Congratulations to Professor Papaioannou! His recent publication, Christian Novels from the Menologion of Symeon Metaphrastes, is featured as Translation of the Month on the Feminae: Medieval Women and Gender Index website. Feminae is a website that covers various publications on the topic of women, sexuality, and gender during the Middle Ages. Prof. Papaioannou’s book is a critical edition and translation of six texts featuring stories of extraordinary women (and men), in tales of transgression and violence, punishment and love, all taking place a little before the year 1000 CE.
Classics’ very own Sam Caldis, doctoral candidate in Ancient History, was named to the Provost Proctorship in Academic Administration for the Fall 2017 semester. The Proctorship, created through the Office of the Provost's Departmental Diversity and Inclusion Action Plan and hosted by the Office of the Provost, offers doctoral students hands-on experience in higher education administration. In this proctorship, the student will be exposed to the analysis, negotiation and decision-making involved in on-the-ground implementation of the University’s strategic priorities.
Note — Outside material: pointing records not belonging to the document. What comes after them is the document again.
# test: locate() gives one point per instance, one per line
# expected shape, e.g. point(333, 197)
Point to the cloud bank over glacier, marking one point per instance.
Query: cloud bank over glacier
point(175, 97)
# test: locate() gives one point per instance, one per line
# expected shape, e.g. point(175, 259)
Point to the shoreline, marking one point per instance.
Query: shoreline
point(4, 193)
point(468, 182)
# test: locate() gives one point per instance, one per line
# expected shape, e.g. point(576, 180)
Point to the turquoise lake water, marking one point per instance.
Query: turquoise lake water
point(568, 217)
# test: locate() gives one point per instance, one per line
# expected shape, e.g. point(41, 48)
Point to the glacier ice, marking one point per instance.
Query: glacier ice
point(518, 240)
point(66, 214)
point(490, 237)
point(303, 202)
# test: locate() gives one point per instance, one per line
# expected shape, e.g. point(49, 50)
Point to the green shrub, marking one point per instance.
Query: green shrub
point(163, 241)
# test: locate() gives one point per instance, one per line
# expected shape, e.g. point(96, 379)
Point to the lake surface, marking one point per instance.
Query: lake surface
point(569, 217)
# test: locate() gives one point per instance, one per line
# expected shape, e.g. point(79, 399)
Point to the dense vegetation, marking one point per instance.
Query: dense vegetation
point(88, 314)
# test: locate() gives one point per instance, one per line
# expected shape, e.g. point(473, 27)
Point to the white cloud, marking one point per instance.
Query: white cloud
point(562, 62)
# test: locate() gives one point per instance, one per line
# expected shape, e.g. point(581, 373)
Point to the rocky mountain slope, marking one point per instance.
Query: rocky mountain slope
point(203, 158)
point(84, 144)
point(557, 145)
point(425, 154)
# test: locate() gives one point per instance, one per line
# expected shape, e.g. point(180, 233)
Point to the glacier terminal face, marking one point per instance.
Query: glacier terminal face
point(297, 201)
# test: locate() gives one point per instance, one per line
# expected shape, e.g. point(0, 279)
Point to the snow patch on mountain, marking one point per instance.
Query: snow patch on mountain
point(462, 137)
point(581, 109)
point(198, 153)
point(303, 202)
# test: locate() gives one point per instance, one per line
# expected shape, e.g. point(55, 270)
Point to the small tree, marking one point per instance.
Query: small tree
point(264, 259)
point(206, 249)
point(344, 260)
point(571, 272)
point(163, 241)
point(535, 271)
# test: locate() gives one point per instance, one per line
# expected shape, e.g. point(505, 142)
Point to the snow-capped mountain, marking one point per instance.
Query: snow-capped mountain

This Fall, Professor Sasha-Mae Eccleston joins us as an Assistant Professor specializing in Latin literature of the Roman empire. Coming from Pomona College, Prof. Eccleston received her M.Phil. from Oxford and Ph.D. from University of California, Berkeley, where she wrote a dissertation on Apuleius, now becoming a book entitled “Humanizing Speech: Apuleius and the Ethics of Narration”. With interests in reception and literary theory, she has written articles on the poetry of Anne Carson and Marvel Studio’s Thor, blogged about Spike Lee's Aristophanes adaptation Chi-raq, and is currently working on another large-scale project on reception of epic in the post-9/11 U.S.
Brown and the Deptment of Classics hosted the annual meeting of the Association of Ancient Historians (AAH) in the spring semester, May 4-6, 2017. Over 100 participants attended the event that took place on campus in Alumnae Hall.Professors John Bodel and Graham Oliver, the conference organizers, selected twenty-two papers that addressed a wide range of themes: Harbor Cultures, Refugees and Asylum, Contingency and the ancient economy, New Religions, Slaves and Family, and The Reception of Ancient Historians and Ancient History in the New World.